Good morning. Why people laugh at others? Belittling someone for sport is the cheapest way to boost one’s ego. It requires no talent, no knowledge, no courage, only a target. Preferably one who won’t strike back. Psychologists will dress it up as a defense mechanism, the internet will turn it into a meme, and life will reduce it to something painfully simple: someone trying to feel bigger by shrinking another human being.
Sometimes it’s stupidity. Sometimes insecurity. Sometimes plain ignorance. But there are moments when it’s simply a matter of character… the kind that pretended to be intact for so long it eventually started leaking bitterness.

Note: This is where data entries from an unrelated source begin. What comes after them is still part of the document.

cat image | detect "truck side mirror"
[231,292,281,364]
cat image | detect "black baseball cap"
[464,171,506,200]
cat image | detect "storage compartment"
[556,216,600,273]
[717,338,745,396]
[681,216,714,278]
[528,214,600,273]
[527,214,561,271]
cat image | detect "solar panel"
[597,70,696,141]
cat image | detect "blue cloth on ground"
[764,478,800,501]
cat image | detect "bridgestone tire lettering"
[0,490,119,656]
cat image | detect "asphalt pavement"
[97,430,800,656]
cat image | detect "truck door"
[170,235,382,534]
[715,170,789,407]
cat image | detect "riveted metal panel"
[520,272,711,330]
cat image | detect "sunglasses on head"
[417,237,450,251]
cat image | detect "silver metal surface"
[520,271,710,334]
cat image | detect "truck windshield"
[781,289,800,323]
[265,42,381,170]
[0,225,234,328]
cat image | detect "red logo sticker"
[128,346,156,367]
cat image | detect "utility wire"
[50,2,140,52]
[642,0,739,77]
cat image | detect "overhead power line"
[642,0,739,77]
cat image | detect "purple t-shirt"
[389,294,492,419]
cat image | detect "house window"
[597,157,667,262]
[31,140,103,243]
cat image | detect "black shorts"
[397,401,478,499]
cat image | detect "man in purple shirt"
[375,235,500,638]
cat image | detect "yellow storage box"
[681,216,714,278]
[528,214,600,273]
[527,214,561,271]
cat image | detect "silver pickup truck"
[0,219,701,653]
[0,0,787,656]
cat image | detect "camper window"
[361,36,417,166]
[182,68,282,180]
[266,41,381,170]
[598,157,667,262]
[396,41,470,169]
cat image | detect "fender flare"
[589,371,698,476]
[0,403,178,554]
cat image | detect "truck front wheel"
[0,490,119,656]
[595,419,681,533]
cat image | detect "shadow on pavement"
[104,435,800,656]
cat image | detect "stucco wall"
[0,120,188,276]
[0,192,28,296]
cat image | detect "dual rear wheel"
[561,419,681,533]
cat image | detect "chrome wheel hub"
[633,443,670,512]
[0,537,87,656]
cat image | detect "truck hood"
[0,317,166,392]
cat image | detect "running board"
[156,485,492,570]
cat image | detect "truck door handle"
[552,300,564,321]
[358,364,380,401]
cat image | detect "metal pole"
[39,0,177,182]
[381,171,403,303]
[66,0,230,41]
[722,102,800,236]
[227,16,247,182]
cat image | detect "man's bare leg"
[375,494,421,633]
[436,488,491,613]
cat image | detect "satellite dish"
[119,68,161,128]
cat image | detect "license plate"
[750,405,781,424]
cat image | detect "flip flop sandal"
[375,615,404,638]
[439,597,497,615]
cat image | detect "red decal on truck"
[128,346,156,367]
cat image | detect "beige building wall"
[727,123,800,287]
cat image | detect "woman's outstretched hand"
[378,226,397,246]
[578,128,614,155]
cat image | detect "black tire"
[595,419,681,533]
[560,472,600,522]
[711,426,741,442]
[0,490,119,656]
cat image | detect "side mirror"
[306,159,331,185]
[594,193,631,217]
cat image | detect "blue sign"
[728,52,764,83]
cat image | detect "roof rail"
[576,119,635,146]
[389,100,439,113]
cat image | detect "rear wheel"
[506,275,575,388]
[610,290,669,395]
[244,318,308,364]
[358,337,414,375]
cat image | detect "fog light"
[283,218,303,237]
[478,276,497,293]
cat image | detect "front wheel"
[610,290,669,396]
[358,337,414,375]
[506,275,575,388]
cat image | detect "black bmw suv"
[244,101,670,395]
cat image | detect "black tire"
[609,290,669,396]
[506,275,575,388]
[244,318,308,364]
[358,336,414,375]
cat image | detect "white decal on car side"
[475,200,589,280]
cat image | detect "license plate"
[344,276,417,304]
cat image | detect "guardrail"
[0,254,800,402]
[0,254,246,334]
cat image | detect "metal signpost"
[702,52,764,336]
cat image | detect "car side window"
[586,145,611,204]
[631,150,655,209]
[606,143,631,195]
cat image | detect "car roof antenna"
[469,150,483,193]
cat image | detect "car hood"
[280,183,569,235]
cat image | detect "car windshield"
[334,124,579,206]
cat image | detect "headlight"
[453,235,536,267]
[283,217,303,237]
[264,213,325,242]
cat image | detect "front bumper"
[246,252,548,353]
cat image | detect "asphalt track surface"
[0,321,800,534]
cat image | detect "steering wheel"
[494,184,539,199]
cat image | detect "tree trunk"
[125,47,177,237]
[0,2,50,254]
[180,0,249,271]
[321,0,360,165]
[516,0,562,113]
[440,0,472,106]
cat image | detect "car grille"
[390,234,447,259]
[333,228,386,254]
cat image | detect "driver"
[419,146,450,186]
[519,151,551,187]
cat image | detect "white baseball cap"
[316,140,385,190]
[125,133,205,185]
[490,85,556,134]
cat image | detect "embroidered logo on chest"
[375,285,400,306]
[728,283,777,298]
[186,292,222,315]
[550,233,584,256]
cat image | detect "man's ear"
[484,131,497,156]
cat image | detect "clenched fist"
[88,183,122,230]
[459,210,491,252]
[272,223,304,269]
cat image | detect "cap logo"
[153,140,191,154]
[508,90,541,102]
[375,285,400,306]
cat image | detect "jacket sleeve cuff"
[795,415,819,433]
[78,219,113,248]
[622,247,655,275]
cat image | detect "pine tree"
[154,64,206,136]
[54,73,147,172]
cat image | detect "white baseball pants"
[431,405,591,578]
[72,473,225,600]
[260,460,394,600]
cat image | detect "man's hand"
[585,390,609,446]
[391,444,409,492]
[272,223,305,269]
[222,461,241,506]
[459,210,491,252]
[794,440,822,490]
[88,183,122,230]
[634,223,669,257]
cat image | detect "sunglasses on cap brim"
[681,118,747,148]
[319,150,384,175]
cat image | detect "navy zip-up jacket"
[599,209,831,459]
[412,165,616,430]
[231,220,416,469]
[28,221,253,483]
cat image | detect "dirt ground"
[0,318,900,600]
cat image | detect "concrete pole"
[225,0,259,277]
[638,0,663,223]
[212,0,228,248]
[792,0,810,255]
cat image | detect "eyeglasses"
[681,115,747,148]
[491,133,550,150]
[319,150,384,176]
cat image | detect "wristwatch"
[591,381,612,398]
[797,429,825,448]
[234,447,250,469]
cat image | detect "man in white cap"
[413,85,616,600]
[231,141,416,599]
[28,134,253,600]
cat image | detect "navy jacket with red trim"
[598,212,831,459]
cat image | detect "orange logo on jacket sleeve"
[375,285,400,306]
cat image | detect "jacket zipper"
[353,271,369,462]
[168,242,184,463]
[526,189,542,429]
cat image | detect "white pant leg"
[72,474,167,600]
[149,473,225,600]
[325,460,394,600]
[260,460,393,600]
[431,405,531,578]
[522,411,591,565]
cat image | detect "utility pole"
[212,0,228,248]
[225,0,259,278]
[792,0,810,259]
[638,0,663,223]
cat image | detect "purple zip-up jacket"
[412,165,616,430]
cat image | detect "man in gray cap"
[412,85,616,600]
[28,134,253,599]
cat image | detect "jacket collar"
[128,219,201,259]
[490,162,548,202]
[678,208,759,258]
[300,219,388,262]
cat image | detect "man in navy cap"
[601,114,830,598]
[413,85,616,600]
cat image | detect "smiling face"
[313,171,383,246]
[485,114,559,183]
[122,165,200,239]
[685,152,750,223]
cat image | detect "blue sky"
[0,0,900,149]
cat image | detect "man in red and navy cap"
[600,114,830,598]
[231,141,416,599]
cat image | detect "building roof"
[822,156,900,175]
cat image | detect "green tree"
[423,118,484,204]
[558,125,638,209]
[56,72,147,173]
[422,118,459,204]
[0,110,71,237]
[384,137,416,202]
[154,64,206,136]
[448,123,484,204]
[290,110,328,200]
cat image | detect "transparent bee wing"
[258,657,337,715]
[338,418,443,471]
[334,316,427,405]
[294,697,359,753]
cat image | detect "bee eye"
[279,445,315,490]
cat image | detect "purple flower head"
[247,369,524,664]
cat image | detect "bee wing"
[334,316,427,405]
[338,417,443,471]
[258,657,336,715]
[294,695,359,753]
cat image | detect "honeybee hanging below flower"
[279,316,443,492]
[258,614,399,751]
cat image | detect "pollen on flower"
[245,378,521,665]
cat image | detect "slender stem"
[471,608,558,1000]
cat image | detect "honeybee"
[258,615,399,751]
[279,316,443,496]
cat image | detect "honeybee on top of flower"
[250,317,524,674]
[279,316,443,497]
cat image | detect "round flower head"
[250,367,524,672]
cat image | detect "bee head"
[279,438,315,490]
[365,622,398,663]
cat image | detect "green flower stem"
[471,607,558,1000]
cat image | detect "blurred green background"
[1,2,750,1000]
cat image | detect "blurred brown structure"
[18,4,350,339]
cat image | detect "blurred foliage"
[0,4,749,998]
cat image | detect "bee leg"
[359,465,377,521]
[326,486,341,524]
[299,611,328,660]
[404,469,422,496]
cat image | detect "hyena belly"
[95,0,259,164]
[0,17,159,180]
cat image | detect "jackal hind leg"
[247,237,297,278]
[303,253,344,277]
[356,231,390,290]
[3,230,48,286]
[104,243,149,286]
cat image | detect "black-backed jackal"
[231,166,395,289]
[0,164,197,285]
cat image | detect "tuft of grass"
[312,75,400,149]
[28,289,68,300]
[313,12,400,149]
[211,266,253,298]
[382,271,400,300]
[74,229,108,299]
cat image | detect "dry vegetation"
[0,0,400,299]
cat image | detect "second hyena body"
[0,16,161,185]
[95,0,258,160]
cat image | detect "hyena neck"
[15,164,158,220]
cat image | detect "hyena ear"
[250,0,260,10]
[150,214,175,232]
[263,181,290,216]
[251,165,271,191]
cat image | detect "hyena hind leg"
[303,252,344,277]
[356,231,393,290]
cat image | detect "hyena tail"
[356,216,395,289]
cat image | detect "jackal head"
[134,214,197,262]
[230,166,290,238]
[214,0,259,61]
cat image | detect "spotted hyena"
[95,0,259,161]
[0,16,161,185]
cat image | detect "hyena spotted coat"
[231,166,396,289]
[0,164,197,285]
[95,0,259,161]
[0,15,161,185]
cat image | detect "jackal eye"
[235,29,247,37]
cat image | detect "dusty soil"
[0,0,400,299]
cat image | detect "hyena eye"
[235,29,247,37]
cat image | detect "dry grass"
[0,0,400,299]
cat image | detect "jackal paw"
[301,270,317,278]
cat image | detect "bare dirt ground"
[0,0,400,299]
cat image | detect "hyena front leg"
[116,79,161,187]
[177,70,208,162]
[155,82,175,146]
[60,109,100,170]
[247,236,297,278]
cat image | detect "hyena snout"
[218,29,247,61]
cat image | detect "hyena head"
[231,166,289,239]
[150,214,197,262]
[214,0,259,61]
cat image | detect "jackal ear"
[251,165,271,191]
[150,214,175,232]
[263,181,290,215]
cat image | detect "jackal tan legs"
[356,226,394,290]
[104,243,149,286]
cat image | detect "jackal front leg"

Truly strong people don’t need to humiliate anyone. Truly intelligent people don’t require public sacrifices. Truly confident people don’t build their worth on someone else’s wounds. That’s the domain of those who carry emptiness inside, and emptiness loves an echo so it amplifies a laugh that never sounds like triumph. It’s worth speaking about this not as a “phenomenon” but as a relationship between two individuals. Behind every “joke” hides someone’s fear. Behind every “sarcastic remark” lies someone’s bruise. Behind every act of belittling stands someone’s desperate attempt to feel like more than they are.
And a person who must diminish someone else to feel taller never grows…
Where is my coffee?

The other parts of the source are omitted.